Supercharging Satellite Data

Impression of EDRS high-speed feeder link relays to Europe. Image courtesy of ESA.

Impression of EDRS high-speed feeder link relays to Europe. Image courtesy of ESA.

Satellite remote sensing is set for a speed turbo boost with the launch of the less than snappily named EDRS. The first node of the European Data Relay System (EDRS), which is effectively a space based satellite data super highway, was launched last Saturday.

Most satellites send data back to Earth only as they pass over ground receiving stations. In addition, they have an orbital track that takes them across the entire planet, travelling at speeds of around 7 000 miles per hour, which means they are only in range of a single receiving station for approximately 10 minutes of each orbit.
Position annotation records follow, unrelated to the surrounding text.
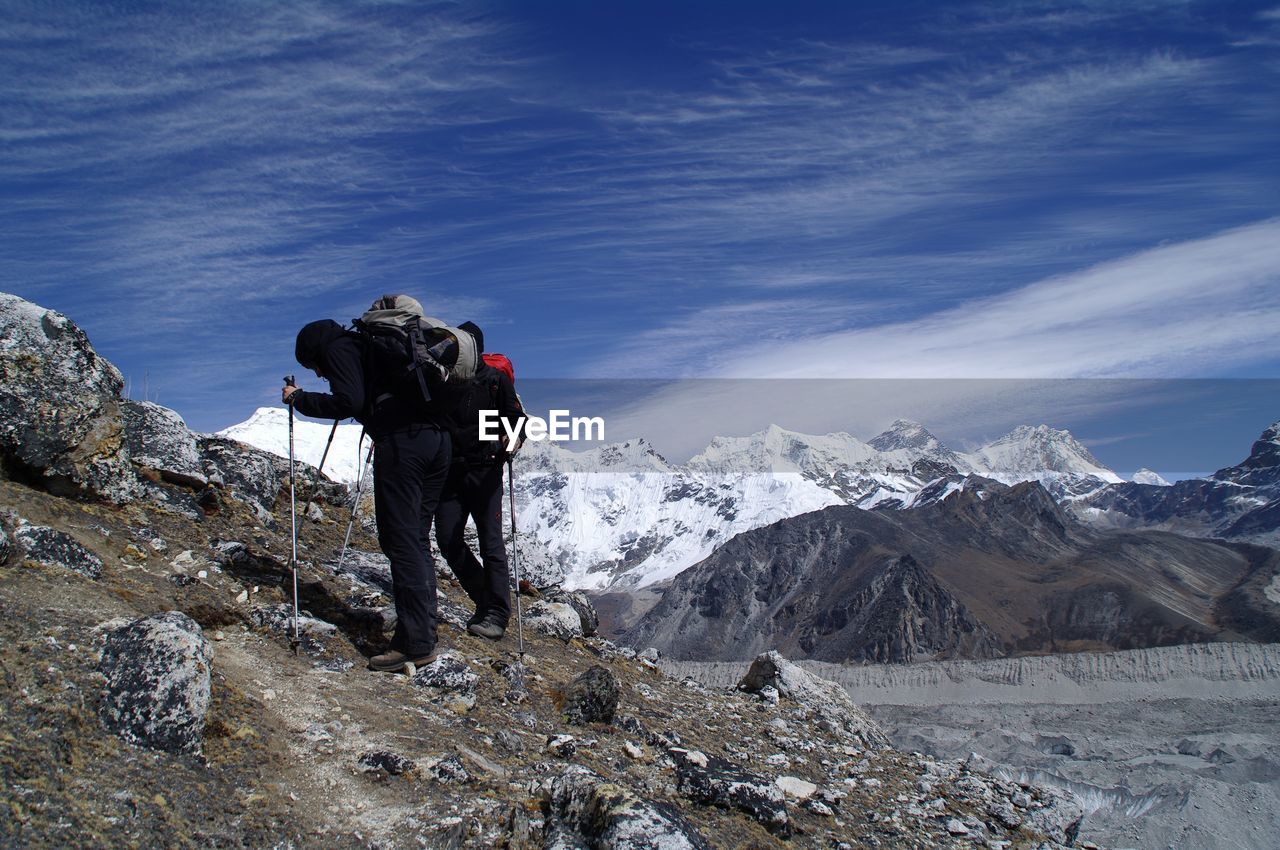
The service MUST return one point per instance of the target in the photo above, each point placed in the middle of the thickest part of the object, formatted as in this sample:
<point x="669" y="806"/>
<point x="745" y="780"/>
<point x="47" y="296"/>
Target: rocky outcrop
<point x="977" y="575"/>
<point x="827" y="699"/>
<point x="1238" y="502"/>
<point x="60" y="420"/>
<point x="448" y="679"/>
<point x="54" y="548"/>
<point x="897" y="612"/>
<point x="579" y="602"/>
<point x="592" y="698"/>
<point x="585" y="810"/>
<point x="714" y="782"/>
<point x="554" y="618"/>
<point x="160" y="441"/>
<point x="158" y="682"/>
Given the size of Earth observation (EO) datasets, there are limits to the speed EO data can be sent back from space and it becomes increasingly difficult to download the full amount of data that can be collected. This is partially offset by having a network of ground receiving stations across the world. For example, Landsat has an international ground station (IGS) Network that includes three stations in the USA alongside 15 in other countries across the world.

The EDRS works in a different way. It is based in a much higher orbit than many EO satellites, an orbit called geostationary, which means that the satellite remains above the same place on Earth at all times and thus is in constant contact with its ground station. ERDS collects data from EO satellites by laser, and can stay in contact with the satellites for a much longer period because of its higher height. Once the EDRS has received the data, it immediately relays the data to its ground station.

EDRS-A was launched by piggybacking the Eutelsat 9B satellite, whilst a second satellite, curiously called EDRS-C, is due to launch in 2017. The International Space Station will also be connected up in 2018, and a third satellite is planned for launch in 2020 and will sit over the Asia-Pacific region. It will require further satellites to provide twenty-four hour all orbit data relay coverage.

After a significant testing phase, EDRS is expected to go into service this summer. The European Commission’s Copernicus Programme will be the first major customer, relaying data from its Sentinel satellites.

Once fully operational the system will be capable of relaying up to 50 terabytes of data each day at speeds of up to 1.8 gigabits per second, which is about 90 to 100 times faster than a typical internet connection.

This will dramatically improve access to time-critical data, and will benefit a variety of applications including:

  • Rescue and disaster relief teams that need EO data to focus and support their work.
  • Monitoring fast moving environmental issues such as forest fires, floods, pollution incidents and sea ice zones.
  • Government and security services that could utilise real time data to support their aircraft and unmanned aerial observation vehicles.
  • Monitoring of illegal fishing or piracy events.

EDRS will certainly supercharge EO and remote sensing, offering new opportunities for the provision of near real time applications to a variety of users.